No que se refere à composição química, nos aços esfriados normalmente, isto é, em condições tais que se processe transformação total da austenita, o elemento predominante é o carbono que, como se viu, à medida que aumenta, melhora as propriedades relativas à resistência mecânica, isto é, o limite de escoamento, o limite da resistência à tração e a dureza e piora das propriedades relativas à ductilidade e à tenacidade, isto é, o alongamento, a estricção e a resistência ao choque. Quanto aos elementos residuais, a sua influência já foi comentada.

 

No que se refere à microestrutura, esta é inicialmente afetada pela composição química, pois sabe-se que os constituintes presentes são ferrita e perlita, ou perlita e cementita ou somente perlita, conforme se trate de aço hipoeutetóide, hipereutetóide ou eutetóide.

 

Por outro lado, a microestrutura dos aços depende também dos seguintes fatores:

 

- estado ou condição do aço, sob o ponto de vista de fabricação; se fundido, trabalhado a quente (laminado, forjado, etc.) ou trabalhado a frio (encruado);

 

- tamanho de grão austenítico;

 

- velocidade de esfriamento;

 

No estado fundido o aço apresenta granulação grosseira, do tipo dentrítico, visto que a austenita se forma a altas temperaturas e o esfriamento do interior dos moldes é muito lento (fig. 108).

 

No estado trabalhado a quente, em que a maioria os aços é utilizada (laminados, forjados, etc.), como as operações de conformação a quente são realizadas a temperaturas em que o aço se apresenta no estado austenítico, verificam-se as seguintes conseqüências:

 

- homogeneização apreciável da estrutura, pela tendência a eliminar ou reorientar as inclusões e segregações que ocorrem durante a solidificação do metal no interior dos moldes;

 

- destruição da estrutura dendrítica;

 

- recristalização, com acentuada influência sobre o tamanho do grão, que, por sua vez, depende das temperaturas finais de deformação; geralmente, o trabalho a quente produz uma redução do tamanho de grão de aço.

 

Em conseqüência, as propriedades mecânicas finais do aço são melhoradas sensivelmente, em relação às do material fundido.

 

 

 

Fig. 108 – Aspecto comum de aço moldado, no estado bruto de fusão.
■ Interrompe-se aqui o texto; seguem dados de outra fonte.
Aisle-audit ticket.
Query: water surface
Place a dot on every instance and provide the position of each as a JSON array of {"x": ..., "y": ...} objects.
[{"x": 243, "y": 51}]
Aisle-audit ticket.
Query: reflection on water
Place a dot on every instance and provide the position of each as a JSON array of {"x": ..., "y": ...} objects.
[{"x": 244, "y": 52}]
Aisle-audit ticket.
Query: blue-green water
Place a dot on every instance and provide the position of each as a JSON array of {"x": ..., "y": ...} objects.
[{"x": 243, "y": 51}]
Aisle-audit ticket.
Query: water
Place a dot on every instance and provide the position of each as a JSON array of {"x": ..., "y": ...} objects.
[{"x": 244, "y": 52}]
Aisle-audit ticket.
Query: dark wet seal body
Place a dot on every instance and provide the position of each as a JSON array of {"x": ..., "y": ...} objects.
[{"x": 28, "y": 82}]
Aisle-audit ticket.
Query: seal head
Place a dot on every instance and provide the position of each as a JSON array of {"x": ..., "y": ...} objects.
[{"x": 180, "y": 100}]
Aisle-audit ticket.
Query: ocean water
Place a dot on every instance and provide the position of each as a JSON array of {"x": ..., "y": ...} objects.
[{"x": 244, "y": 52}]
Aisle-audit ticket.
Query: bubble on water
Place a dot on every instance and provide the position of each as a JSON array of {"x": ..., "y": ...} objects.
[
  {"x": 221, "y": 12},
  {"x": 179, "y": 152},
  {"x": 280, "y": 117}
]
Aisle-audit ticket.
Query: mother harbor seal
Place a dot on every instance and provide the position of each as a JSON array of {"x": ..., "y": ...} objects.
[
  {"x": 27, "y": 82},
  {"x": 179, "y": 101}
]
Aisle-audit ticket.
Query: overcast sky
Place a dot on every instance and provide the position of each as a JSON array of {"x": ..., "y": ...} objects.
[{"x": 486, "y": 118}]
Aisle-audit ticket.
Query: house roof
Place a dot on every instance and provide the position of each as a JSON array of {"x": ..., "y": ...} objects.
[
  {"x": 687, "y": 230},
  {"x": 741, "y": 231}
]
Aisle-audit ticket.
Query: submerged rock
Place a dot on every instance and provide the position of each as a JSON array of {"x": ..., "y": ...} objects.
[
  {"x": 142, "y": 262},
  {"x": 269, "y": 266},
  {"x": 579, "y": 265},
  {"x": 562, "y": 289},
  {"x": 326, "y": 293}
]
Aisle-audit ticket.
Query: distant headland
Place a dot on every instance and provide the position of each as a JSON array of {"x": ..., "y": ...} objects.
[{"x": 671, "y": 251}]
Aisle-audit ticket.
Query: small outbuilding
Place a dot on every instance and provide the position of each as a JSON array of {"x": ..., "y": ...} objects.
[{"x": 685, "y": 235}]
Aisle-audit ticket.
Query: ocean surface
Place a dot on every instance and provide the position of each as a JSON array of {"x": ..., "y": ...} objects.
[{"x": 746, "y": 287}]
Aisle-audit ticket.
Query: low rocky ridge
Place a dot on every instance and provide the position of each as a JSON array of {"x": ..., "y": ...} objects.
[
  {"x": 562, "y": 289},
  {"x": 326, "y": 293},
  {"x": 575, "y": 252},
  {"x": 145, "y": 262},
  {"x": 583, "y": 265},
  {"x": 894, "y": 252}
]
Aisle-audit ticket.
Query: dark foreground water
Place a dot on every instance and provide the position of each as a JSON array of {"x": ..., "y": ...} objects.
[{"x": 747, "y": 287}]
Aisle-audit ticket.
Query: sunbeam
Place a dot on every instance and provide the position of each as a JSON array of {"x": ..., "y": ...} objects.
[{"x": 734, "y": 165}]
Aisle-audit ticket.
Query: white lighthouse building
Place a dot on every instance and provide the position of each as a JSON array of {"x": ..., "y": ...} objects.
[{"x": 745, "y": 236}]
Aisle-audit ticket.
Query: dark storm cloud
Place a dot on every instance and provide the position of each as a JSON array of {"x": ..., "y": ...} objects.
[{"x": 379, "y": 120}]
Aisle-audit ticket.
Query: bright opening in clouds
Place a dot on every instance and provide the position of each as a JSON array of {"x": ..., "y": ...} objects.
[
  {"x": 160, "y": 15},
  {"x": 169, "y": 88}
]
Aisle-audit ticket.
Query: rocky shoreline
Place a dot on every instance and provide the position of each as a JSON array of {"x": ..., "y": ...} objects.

Parte da estrutura é acicular e parte é rendilhada.

 

No estado encruado, característico de alguns dos mais importantes produtos siderúrgicos, como fios, fitas, chapas, etc., os efeitos mais importantes são s seguintes:

 

- aumento da resistência mecânica;

 

- aumento da dureza;

 

- diminuição da ductilidade, representada por um decréscimo de alongamento e estrição.

 

A figura 109 mostra o aspecto micrográfico de um aço meio duro, encruado por martelamento a frio.

 

O efeito do encruamento sobre a ductilidade do aço pode ser verificado na figura 110 (111).

 

A figura 111 (112) mostra o efeito do encruamento sobre as curvas tensão-de-deformação de aço de baixo carbono.

 

Finalmente, a Tabela 21 (113) dá alguns valores de propriedades mecânicas de aço com 0,14% de carbono, para diversos estados de fabricação.

 

No que se refere ao tamanho de grão austenítico, a Tabela 3 apresentada no Capítulo III permite avaliar o seu efeito em alguns dos mais importantes característicos dos aços.

 

Finalmente, o fator velocidade de esfriamento já foi abordado no Capítulo II. Viu-se, então, como, modificando-se essa velocidade a partir do estado austenítico, originam-se as diversas estruturas típicas dos aços e que determinam as suas propriedades finais.

 

 

 

Fig.109 – Aspecto micrográfico de aço duro encruado por martelamento a frio. Ataque: reativo de nital. Aumento: 200 vezes.

 

 

Tabela 21 – Efeito do encruamento obtido por laminação a frio sobre as propriedades de tração de aço de baixo carbono.

 

 

Propriedade Estado recozido Encruado com 30% de redução Encruado com 60% de redução
Limite de proporcionalidade de kgf/mm2 (MPa) 19,0 (190) 11,0 (110) 7,0 (70)
Limite de escoamento kgf/mm2 (MPa) 24,0 (240) 52,5 (515) 67,5 (665)
Limite de resistência à tração, kgf/mm2 (MPa) 41,0 (400) 56,5 (555) 68,5 (675)
Alongamento em 4", % 41,7 22,0 10,5
Estricção, % 65,8 58,0 43,0

 

 

Fig. 110 – Efeito do encruamento sobre a ductilidade do aço.